Lately, the library shades are drawn when I enter the room. My eldest daughter closes them in the evening: she doesn’t want people looking in. My instinct is to turn on the library light at night and leave the window bare, to let the world look—into this room, at least. I’m proud of this room. The walls are lined with books. When friends come to visit for the first time, they tell us that seeing the library through the front window is how they know they’ve come to the right house.
This same daughter who likes the shades to be closed used to beg me not to write about her. She was a little kid then, years ago. I wrote what I needed to write, hoping that by the time I published a book, she would have matured enough not to mind appearing as a literary character. But I always wondered, even worried, that I’d publish and she would forever resent me for it.

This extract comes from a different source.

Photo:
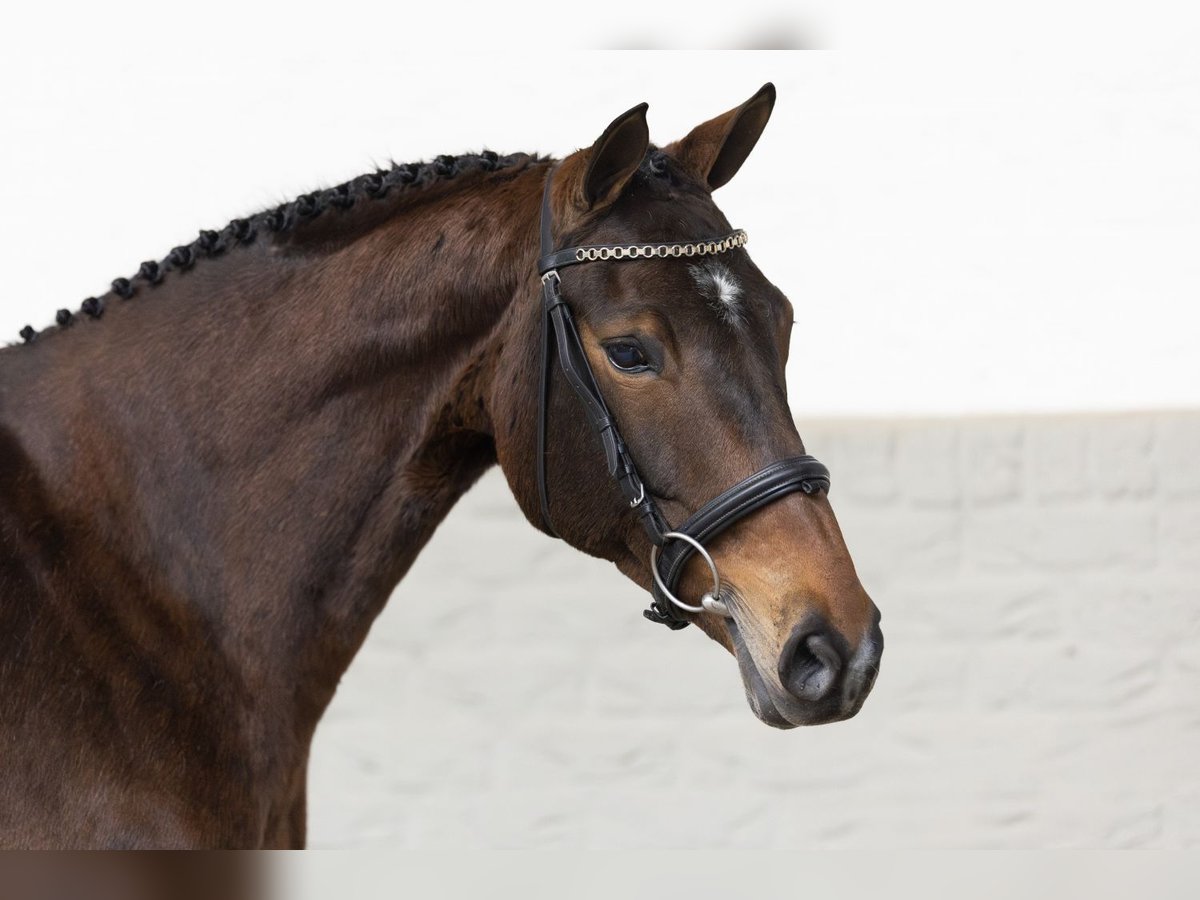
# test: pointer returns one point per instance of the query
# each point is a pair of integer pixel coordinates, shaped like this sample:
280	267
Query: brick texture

She turned fifteen the year I signed a contract on Through the Veil. We were in the midst of packing and moving and shifting our lives from Texas to Oregon that year, so I didn’t have time to consider the fact that things I’d written about our family—about my daughter—would soon be perfect bound and sitting on our bookshelf.
The kids started school and I went back to a regular writing schedule in September. I started a blog. My daughter, this same young woman, joined a writing group and started writing with and for her peers. She read my blog and didn’t seem to mind that I wrote about our family life—so long as I told the truth and didn’t embarrass anyone.

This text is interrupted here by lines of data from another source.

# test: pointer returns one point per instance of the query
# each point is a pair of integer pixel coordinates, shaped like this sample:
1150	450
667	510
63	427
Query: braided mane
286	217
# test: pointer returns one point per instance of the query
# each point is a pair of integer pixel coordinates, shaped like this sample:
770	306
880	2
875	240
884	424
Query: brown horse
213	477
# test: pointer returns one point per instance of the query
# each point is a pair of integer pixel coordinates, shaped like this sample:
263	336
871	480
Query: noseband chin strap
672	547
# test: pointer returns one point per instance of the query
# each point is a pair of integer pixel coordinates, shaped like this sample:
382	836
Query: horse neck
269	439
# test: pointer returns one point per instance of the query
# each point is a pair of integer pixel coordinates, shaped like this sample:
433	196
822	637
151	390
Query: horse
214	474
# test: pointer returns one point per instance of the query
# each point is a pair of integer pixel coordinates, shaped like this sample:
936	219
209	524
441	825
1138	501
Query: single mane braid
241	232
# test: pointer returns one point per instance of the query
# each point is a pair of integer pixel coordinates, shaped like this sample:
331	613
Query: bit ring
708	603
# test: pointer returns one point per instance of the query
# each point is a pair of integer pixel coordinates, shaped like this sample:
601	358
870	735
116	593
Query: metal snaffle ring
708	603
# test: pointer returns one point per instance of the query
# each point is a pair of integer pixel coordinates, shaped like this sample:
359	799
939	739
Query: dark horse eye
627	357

Then I remembered about the parts of Through the Veil my daughter didn’t know I’d written, the parts about her.
I handed her the manuscript, with several chapters flagged. “I did write about you,” I confessed. “Nothing embarrassing. And I can’t change it. I want you to read it before it comes out in the book.” She took the manuscript pages from me and closed the bedroom door.
When my daughter came out, her eyes shone—not with tears, but with something that looked to me like pride. Like she had enjoyed reading of our life in Jordan. “I remember this stuff,” she said, “but like in a dream. It’s so weird to read about your life and feel like it was interesting.” And so my teenaged daughter gave me her blessing.
This morning when I got up early, I saw the drawn shade in the library and my instinct was to go and yank it open. But the sun hadn’t come up and anyway who is out on the streets to look in? I’ll raise that shade later. All in good time.